Répondant aux différents intervenants. M. Jacques Santer souligne que beaucoup des débats ouverts sur les institutions européennes seront tranchés par la Conférence intergouvernementale. Il rappelle que des éléments extérieurs tels que les élections britanniques pourraient influencer les négociations, mais que celles-ci aboutiraient sans doute à des solutions de compromis. Il attire cependant l'attention sur les dangers que l'élargissement sans approfondissement ferait peser sur l'Union européenne qui pourrait se voir ainsi réduite à une vaste zone de libre-échange.
Le président de la Commission européenne rappelle son attachement au principe de subsidiarité et indique qu'il a lui-même souhaité, depuis sa désignation à la présidence de la Commission, le retrait de 70 projets de directives. Cependant, par rapport à l'euro-scepticisme, il souligne que les citoyens des États membres aspirent, au contraire, dans certains domaines comme la politique étrangère, à une Europe plus forte, capable d'agir plutôt que de réagir.
M. Jacques Santer rappelle que les objectifs fondamentaux de la construction européenne demeurent la sauvegarde de la paix, mais doivent également comprendre la défense du modèle social européen. Il précise que les propositions de la Commission sur la PESC visent à conférer à l'Union, dans les relations internationales, un rôle politique à la mesure des moyens financiers considérables qu'elle a engagés dans des régions comme le Proche-Orient ou l'ancienne Yougoslavie. Il souligne, à propos du troisième pilier, que l'efficacité des méthodes intergouvernementales n'est pas avérée comme en témoignent par exemple les retards de la ratification de l'accord Europol. Il souligne également que. dans le cadre du premier pilier, la Commission propose, mais qu'il revient au Conseil de décider.

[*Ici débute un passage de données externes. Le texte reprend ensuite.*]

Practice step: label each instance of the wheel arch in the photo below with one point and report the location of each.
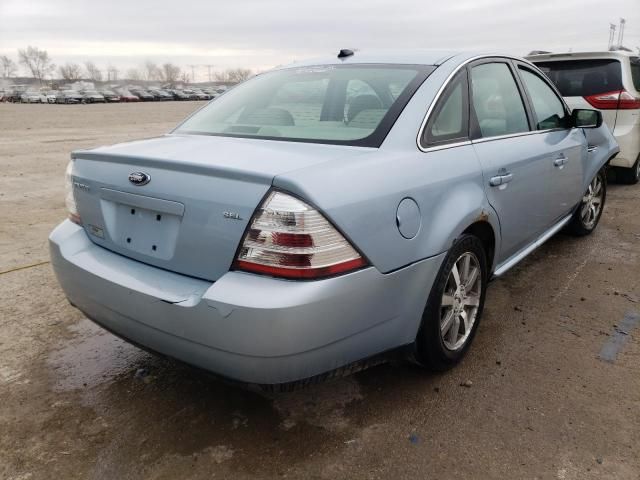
(485, 232)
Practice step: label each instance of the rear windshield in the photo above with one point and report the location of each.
(635, 72)
(339, 104)
(581, 78)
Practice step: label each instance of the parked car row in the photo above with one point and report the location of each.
(68, 96)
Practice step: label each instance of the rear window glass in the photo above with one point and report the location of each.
(340, 104)
(581, 78)
(635, 72)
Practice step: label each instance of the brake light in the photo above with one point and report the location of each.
(70, 200)
(618, 100)
(288, 238)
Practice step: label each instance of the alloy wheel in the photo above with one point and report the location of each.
(592, 203)
(460, 301)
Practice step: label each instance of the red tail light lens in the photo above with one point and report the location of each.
(69, 199)
(287, 238)
(620, 99)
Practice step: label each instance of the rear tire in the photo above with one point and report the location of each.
(630, 176)
(452, 314)
(587, 215)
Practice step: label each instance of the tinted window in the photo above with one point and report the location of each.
(581, 78)
(550, 112)
(496, 100)
(341, 104)
(635, 72)
(450, 119)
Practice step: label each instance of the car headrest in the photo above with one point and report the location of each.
(360, 103)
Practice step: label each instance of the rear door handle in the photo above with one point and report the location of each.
(500, 179)
(560, 160)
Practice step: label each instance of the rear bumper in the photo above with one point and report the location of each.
(246, 327)
(627, 134)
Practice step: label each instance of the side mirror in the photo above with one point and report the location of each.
(586, 118)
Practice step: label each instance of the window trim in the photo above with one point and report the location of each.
(463, 77)
(464, 65)
(534, 71)
(474, 130)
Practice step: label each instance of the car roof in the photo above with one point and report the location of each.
(552, 56)
(399, 57)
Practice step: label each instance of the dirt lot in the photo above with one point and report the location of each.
(75, 402)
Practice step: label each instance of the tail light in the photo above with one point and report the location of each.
(288, 238)
(618, 100)
(70, 200)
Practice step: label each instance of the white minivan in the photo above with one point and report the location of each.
(609, 82)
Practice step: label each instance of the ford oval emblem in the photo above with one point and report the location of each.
(139, 178)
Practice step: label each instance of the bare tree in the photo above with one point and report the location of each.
(93, 72)
(70, 71)
(112, 73)
(37, 62)
(170, 73)
(9, 67)
(235, 75)
(134, 74)
(151, 71)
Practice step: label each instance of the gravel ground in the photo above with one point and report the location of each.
(533, 399)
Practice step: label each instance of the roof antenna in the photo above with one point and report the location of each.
(345, 52)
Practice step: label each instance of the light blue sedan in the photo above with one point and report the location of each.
(323, 216)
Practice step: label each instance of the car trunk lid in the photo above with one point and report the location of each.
(190, 215)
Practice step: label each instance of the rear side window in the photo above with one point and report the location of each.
(496, 101)
(550, 112)
(582, 78)
(635, 72)
(450, 119)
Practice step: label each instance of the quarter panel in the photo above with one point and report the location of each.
(362, 198)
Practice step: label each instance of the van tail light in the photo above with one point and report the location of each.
(618, 100)
(288, 238)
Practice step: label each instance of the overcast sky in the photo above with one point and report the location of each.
(260, 34)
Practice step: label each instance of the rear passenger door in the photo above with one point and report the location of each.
(564, 147)
(515, 165)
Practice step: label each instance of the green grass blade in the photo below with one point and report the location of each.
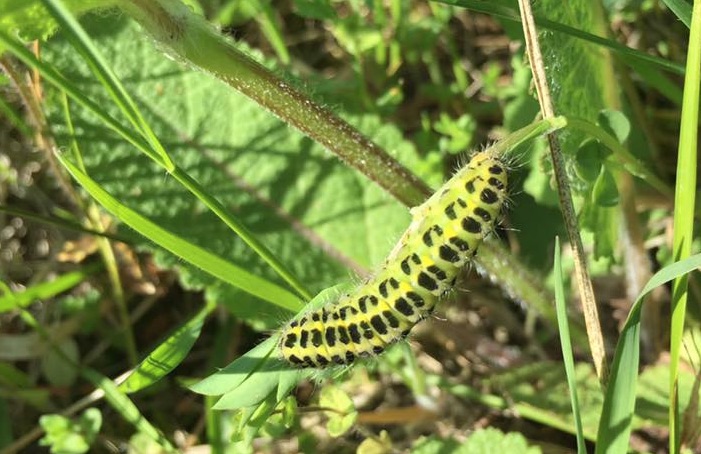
(60, 223)
(566, 343)
(619, 403)
(125, 407)
(72, 90)
(681, 9)
(14, 118)
(211, 263)
(119, 401)
(168, 355)
(684, 203)
(84, 45)
(46, 290)
(510, 14)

M. Jacques Santer relève la priorité accordée, dans la politique extérieure de l'Union, au dialogue interrégional qu'avait concrétisé le rapprochement entre l'Union européenne et le Mercosur. Il note à cet égard que rien ne s'oppose à la tenue d'un sommet Europe-Amérique latine.

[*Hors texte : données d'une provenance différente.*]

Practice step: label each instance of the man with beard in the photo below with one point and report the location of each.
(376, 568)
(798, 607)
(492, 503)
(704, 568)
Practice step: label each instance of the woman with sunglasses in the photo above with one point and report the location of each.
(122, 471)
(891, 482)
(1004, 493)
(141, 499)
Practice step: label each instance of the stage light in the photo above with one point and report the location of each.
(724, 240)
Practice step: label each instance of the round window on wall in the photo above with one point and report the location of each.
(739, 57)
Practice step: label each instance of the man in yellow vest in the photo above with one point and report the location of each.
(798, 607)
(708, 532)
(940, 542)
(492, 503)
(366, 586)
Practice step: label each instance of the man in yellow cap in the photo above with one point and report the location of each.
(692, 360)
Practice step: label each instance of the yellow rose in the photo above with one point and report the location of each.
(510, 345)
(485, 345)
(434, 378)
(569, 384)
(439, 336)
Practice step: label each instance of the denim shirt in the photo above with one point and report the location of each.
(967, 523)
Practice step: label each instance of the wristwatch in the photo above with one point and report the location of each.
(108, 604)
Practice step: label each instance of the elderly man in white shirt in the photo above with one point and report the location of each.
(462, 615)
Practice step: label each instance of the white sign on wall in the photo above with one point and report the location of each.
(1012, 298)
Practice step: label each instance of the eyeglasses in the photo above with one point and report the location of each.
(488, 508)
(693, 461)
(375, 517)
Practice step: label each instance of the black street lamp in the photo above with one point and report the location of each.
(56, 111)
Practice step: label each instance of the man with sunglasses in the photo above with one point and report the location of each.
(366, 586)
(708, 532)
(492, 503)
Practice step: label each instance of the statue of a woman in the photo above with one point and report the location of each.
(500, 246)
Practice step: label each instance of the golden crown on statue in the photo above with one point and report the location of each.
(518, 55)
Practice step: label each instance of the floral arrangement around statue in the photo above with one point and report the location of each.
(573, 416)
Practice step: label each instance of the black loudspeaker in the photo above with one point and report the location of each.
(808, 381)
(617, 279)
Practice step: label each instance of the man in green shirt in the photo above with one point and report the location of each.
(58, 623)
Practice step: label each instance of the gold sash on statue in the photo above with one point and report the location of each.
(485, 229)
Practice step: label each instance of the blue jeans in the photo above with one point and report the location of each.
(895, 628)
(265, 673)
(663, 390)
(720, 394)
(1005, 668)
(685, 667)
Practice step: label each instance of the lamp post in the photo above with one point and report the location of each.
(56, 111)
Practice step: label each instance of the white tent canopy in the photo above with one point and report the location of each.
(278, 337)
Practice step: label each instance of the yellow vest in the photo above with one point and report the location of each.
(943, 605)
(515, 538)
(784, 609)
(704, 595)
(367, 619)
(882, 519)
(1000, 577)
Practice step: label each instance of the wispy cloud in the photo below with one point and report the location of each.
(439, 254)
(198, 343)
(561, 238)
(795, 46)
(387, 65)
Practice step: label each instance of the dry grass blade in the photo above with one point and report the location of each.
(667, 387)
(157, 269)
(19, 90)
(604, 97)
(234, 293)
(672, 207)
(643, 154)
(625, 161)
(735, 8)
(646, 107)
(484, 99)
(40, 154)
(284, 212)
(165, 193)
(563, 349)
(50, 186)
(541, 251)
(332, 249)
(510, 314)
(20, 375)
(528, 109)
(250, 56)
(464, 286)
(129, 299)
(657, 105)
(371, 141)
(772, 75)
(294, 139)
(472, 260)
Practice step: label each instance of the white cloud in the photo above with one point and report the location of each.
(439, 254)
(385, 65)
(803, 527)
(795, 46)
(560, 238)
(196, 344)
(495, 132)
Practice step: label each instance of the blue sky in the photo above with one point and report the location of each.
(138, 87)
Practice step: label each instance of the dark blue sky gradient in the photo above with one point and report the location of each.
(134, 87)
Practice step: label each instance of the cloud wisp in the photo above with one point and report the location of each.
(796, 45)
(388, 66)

Il signale, à l'intention de M. Emmanuel Hamel, que la politique extérieure n'implique pas un abandon des souverainetés, mais leur exercice partagé dans le souci d'une plus grande efficacité. Il souligne à cet égard qu'il importe de conférer une meilleure visibilité à la PESC. Il relève enfin que l'OTAN resterait la première ligne de défense de l'Europe, mais qu'il fallait renforcer en son sein le pilier européen de défense.
M. Jacques Santer s'accorde avec M. Xavier de Villepin pour reconnaître que le nombre de langues utilisées pose des problèmes fonctionnels. Il établit une différence entre les langues officielles et les langues de travail pour lesquelles il faudrait pouvoir imaginer certaines modalités. Ainsi, dans la pratique, trois langues -le français, l'anglais et l'allemand- se trouvent principalement utilisées dans certaines des instances de l'Union.
Le président de la Commission européenne, concluant son propos, souligne que les solidarités renforcées doivent reposer sur le cadre institutionnel commun. Evoquant les prochaines élections russes, il souligne qu'il incombe à l'Europe de promouvoir un modèle de stabilité et de sécurité pour le vieux continent.